Wednesday, March 30, 2022

'Kings Of The East' On The Rise:

Asia’s Autocrats Are Calling, Mr. Biden




While President Joe Biden was in Brussels and Warsaw showing U.S. solidarity with Ukraine, the 38-year-old autocrat who rules North Korea made a bold bid for the president’s attention.

For the first time since 2017, Kim Jong Un test-fired an intercontinental ballistic missile, the Hwasong-17, the largest road-mobile missile ever launched.

While it flew 600 miles from Pyongyang into the Sea of Japan, the mammoth missile flew for 71 minutes, reaching an altitude of 3,852 miles.

Had it been fired in a normal trajectory, its missile warheads could have reached Washington, D.C., and every city in the USA.

As any first strike on the United States with such a weapon would ensure the destruction of Kim’s dynasty, regime and country, clearly, this ICBM test is a bid to demand new negotiations with the U.S.

Kim’s goals are to have the U.S. lift sanctions, recognize his regime, remove U.S. bases and troops from South Korea, and start up trade while he steadily expands his arsenal of missiles and nuclear warheads as both an insurance policy and an instrument of extortion.

But Kim is not the only Asian autocrat on the move.

China’s President Xi Jinping and Russia’s President Vladimir Putin lately sent a flotilla of 10 warships — destroyers, frigates, corvettes — five Chinese and five Russian — through the Tsugaru Strait between Japan’s home islands of Honshu and Hokkaido and then back again through the Osumi Strait off the Japanese island of Kyushu.

This is believed to be the first joint Chinese-Russian naval patrol ever conducted in the Western Pacific.

Beijing has also begun anew flying fleets of dozens of jet fighters and bombers into Taiwan’s Air Defense Identification Zone, to test the island’s defenses and send a message to Taipei as to whom it is that the island truly belongs.

China also continues to press its claim to Japan’s Senkaku Islands in the East China Sea, even as it completes the militarization of Mischief Reef, Subi Reef and Fiery Cross Reef in the South China Sea.

Adm. John Aquilino, who heads the U.S. Indo-Pacific Command, is quoted as telling the Associated Press that China’s activity in East Asia is part of “the largest military buildup since World War II.”

To what end?

China’s Navy now has 355 warships if all vessels from corvettes to carriers are counted.

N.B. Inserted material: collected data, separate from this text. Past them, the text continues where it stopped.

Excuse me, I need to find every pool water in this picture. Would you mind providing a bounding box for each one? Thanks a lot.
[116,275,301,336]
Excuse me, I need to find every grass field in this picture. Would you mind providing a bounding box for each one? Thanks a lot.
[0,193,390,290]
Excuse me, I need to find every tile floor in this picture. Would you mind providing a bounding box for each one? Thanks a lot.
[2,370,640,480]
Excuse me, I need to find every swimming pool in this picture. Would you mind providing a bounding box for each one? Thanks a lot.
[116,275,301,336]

That is 50 more vessels than the U.S. Navy, though the U.S. Navy has many more missile tubes for firing weapons and Beijing has no warship of the size or firepower of a U.S. aircraft carrier.

Yet, again, China seems on the move far beyond what it claims as its territorial waters in the South and East China Seas.

Last week, in what Australia’s former Prime Minister Kevin Rudd called “one of the most significant security developments … in decades,” the Solomon Islands revealed that it was signing a security pact with Beijing that would permit the establishment of Chinese basesthere.

Among the Solomons chain is Guadalcanal, familiar to U.S. Marines from the first days of fighting in the Pacific in World War II.